During the joint Senate-NASA presentation in September 2011, it was stated that the SLS program has a projected development cost of $18 billion through 2017, with $10B for the SLS rocket, $6B for the Orion Multi-Purpose Crew Vehicle and $2B for upgrades to the launch pad and other facilities at Kennedy Space Center.[21] These costs and schedule are considered optimistic by Booz Allen Hamilton, which conducted an independent cost assessment for NASA.[22] An unofficial NASA document estimated the cost of the program through 2025 to total at least $41B for four 70 metric ton launches (1 unmanned in 2017, 3 manned starting in 2021),[23] with the 130 metric ton version ready no earlier than 2030.[24] HEFT estimate Block 0 unit cost at $1.6 billion.[25]

Criticism edit

Criticism of SLS falls in several areas including claims of cannibalization from other areas of the space program. The Space Access Society, Space Frontier Foundation and the Planetary Society called for cancellation arguing that SLS will consume the funds for other projects from the NASA budget and will not reduce per pound launch costs.[26][27][28] Some estimates the cost per pound to LEO at $8,500.[29] Rep. Dana Rohrabacher and other added that instead a propellant depot should be developed and the Commercial Crew Development program accelerated[30][31][32][33][26] Two studies, one not publicly released from NASA,[34][35] and another from Georgia Tech show it as a possible cheaper alternative.[36][37]

Others suggest it will cost less to use an existing rocket (Atlas V, Delta IV, Falcon 9) or proposed derivative (Falcon Heavy), with on-orbit assembly and refuelling as needed, rather than develop a new launch vehicle for space exploration without competition for the whole design.[38][39][40][41][42] Mars Society founder suggested that a heavy lift vehicle should be developed for $5 billion on fixed-price request for proposals,[43] and SpaceX CEO said his company could build one for $2.5 billion.[44][45]

The Augustine commission also proposed option 5b, a commercial 75 metric ton launcher with lower operating costs, and noted than a 40 to 60 metric ton launcher can support exploration.[46]

Congressman Tom McClintock and other groups argue that the Congressional mandates forcing NASA to use Space Shuttle components for SLS amounts to a de-facto non-competitive, single source requirement assuring contracts to existing shuttle suppliers, and calling the Government Accountability Office (GAO) to investigate possible violations of the Competition in Contracting Act (CICA).[47][48][27]

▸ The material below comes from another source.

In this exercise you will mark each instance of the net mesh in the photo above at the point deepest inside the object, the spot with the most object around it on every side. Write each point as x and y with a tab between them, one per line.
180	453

The Competitive Space Task Force, in September 2011, said that the new government launcher directly violates NASA’s charter, the Space Act, and the 1998 Commercial Space Act requirements for NASA to pursue the "fullest possible engagement of commercial providers" and to "seek and encourage, to the maximum extent possible, the fullest commercial use of space".[26]

Proposed missions and schedule edit

SLS launch animation

Some of the 14 currently proposed Design Reference Missions include:[49][50][51][18][19][52]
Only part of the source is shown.